A palavra racismo há muito que deixa espaço para discussões várias. É mais do que uma palavra e a questão é mais do que um tema. Nos últimos dias, em Portugal, esta palavra ganhou a atenção de todos. Os incidentes no bairro da Jamaica, no Seixal, vieram levantar ainda mais questões no debate sobre o tema. Mas afinal o que é o racismo? Nascemos racistas? Somos? Não somos? Ou aprendemos a ser? Questões como estas são já muito antigas e mereceram da parte de muitos uma vida inteira de pesquisa.
Uma das primeiras abordagens, num contexto científico, aconteceu em 1929, com o escritor Bruno Lasker a propor vários métodos para um estudo que achava ser urgente: Em “Race Attitudes in Children” defendia várias formas de analisar a perceção infantil sobre a matéria. E é pouco depois, já nos anos 30, que acontecem duas coisas importantes. Otto Klineberg, psicólogo canadiano, envolve-se numa luta que tinha como objetivo máximo acabar com a desigualdade salarial dos professores negros. À margem deste importante passo, aconteceu um outro. Já no final da década em questão, Kenneth Clark e a mulher, Mamie Phipps Clark, avançaram com uma análise cuja pergunta de partida ficaria na História. Também o nome do casal ficaria nos livros de Psicologia. “Quem ensina uma criança a odiar e a temer pessoas de outra raça?”.
Clark, que conquistou o título de primeiro professor universitário negro e o primeiro negro a assumir a presidência da Associação Americana de Psicologia, criou com a mulher o teste da boneca. Queriam descobrir os efeitos psicológicos da segregação racial nas crianças norte-americanas, em idade escolar.
Bonecas idênticas, exceto na cor, foram entregues a um grupo, com idades compreendidas entre os três e os sete anos. De forma a perceber as atitudes em relação à raça, era pedido que indicassem de que boneca gostavam mais e com qual queriam brincar. Os investigadores decidiram ainda questionar qual era mais bonita e mais feia.
A verdade é que as crianças negras mostravam uma preferência clara pelas bonecas brancas e chegavam mesmo a recusar as negras. De acordo com os investigadores, uma das conclusões era que, no caso dos negros, esta preferência representava um alto grau de rejeição à própria raça.
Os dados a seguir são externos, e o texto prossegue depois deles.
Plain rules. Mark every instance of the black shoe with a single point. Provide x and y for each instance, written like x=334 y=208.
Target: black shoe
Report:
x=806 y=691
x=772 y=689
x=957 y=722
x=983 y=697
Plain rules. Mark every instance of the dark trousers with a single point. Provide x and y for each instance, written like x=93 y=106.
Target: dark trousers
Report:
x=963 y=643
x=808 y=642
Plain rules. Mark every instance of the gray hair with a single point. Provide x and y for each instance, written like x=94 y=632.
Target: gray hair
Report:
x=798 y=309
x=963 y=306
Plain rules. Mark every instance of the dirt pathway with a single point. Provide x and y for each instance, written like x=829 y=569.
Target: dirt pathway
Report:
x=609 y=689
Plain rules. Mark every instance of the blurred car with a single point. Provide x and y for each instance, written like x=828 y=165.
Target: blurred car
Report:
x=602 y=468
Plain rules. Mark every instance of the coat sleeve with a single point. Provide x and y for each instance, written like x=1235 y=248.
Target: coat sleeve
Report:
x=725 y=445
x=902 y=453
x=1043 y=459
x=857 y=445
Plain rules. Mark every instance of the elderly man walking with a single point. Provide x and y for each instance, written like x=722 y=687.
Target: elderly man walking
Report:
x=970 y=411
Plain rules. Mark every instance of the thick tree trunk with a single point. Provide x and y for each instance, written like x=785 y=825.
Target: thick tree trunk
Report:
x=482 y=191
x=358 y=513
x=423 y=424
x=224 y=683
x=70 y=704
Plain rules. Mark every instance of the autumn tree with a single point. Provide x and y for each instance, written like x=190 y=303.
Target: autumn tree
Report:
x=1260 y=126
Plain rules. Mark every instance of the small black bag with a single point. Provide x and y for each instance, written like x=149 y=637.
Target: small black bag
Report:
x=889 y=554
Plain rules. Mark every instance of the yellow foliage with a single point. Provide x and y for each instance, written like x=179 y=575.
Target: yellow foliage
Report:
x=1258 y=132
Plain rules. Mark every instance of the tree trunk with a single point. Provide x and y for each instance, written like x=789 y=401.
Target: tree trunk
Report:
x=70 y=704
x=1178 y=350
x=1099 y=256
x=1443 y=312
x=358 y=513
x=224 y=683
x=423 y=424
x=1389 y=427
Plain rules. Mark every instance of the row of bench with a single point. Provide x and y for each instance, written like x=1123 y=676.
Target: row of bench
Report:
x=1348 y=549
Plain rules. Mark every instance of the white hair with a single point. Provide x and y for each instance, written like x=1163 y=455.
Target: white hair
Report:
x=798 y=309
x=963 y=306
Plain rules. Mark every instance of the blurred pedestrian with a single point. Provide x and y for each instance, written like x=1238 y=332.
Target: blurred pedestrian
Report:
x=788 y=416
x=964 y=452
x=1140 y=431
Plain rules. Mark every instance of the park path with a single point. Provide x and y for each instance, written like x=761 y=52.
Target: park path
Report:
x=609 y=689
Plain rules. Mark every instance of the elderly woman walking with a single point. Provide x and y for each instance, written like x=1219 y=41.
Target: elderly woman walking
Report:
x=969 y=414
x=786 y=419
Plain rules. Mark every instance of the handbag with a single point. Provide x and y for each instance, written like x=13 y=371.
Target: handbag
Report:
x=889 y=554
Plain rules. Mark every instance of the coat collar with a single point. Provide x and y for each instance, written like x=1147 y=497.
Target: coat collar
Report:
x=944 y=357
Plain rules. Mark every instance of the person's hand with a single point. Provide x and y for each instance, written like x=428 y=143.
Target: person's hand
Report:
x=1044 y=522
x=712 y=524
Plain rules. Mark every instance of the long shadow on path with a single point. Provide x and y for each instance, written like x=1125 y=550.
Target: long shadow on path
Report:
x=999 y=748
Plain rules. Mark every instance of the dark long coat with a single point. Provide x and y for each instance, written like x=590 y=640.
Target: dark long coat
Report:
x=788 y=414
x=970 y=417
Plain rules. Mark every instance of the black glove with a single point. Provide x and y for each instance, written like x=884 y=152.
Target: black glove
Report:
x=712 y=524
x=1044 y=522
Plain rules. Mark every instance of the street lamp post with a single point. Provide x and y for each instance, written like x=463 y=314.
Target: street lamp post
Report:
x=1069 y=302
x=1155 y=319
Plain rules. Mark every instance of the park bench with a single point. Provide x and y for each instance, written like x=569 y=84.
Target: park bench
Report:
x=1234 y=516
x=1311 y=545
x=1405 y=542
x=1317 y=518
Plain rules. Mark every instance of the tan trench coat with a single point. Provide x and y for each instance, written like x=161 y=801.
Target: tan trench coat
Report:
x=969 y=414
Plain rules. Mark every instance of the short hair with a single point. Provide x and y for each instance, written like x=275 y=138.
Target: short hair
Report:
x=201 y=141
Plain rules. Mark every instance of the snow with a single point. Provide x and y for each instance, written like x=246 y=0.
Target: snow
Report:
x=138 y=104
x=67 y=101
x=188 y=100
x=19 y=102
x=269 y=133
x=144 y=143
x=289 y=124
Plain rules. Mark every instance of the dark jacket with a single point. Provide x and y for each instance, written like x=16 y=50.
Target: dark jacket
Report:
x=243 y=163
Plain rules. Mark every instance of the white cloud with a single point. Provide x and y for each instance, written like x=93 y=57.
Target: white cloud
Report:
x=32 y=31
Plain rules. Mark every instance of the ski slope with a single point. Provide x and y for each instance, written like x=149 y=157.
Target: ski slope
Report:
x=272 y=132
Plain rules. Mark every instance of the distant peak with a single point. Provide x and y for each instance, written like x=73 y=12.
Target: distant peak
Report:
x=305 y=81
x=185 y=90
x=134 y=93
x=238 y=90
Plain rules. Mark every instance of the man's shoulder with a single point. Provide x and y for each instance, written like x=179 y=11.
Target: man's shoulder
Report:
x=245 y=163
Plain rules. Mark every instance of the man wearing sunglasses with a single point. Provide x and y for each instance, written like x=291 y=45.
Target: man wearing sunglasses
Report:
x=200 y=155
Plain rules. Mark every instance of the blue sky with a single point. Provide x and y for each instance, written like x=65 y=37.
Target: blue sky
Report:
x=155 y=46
Clark concluiu ainda que os preconceitos formados pelas crianças advinham de valores sociais que as obrigavam a se identificar com determinado grupo. No fundo, para os investigadores ficava claro que escolhiam a boneca branca porque tinham consciência de que a sociedade preferia pessoas de cor branca. “A segregação é a maneira como a sociedade diz a um grupo de seres humanos que eles são inferiores”, referiu Clark.
Já estávamos em 1950 quando o resumo do estudo foi publicado. Importantes conclusões trouxeram o nome de Clark até aos dias de hoje. Por exemplo: Ainda que os pais ou professores não ensinassem os filhos a odiar pessoas de outra raça, muitas vezes, de forma inconsciente, transmitiam atitudes dominantes na sociedade da época.
Clark acabou mesmo por ser uma das figuras importantes do conhecido caso de Linda Brown. O pai tentou inscrevê-la na escola primária mais próxima, mas era reservada a brancos. Foi com este caso, em 1954, que o Tribunal Supremo dos EUA determinou que a segregação racial nas escolas era inconstitucional. Clark foi perito neste caso contra a Junta de Educação de Topeka.
Os anos passaram e os estudos multiplicaram-se. O que dizem os investigadores hoje em dia? E o que dizer da realidade portuguesa em específico? Jorge Vala tem estudado o racismo do ponto de vista da Psicologia Social. Em 2017, dados do European Social Survey mostravam que uma larga percentagem de portugueses acreditavam no racismo. Mas que conclusões temos tirado de várias investigações? Uma pessoa branca leva menos tempo a formar uma opinião sobre um negro do que sobre um branco, afirmou Vala.
Neste mesmo ano, Harvard anunciava um teste onde era possível percebermos se somos ou não racistas. A ideia era revelar o “preconceito implícito”. Mas como é que isto surge? Vários psicólogos defenderam que somos racistas mesmo sem a intenção. Teríamos então o que chamam de “preconceito implícito”. O Teste de Associação Implícita (IAT) foi anunciado como uma forma de identificar então este “preconceito implícito”, traduzido por muitos como visões que alimentamos sem intenção.
Para mostrar que a questão deve ser bem pensada e de forma a desmontar o tema, vários países têm recorrido a campanhas de sensibilização. O Brasil, por exemplo, destacou-se com “Ninguém Nasce Racista”. O desafio foi lançado a várias crianças: Tinham de dizer frases racistas, que estavam num guião, a uma mulher negra que se sentava à frente.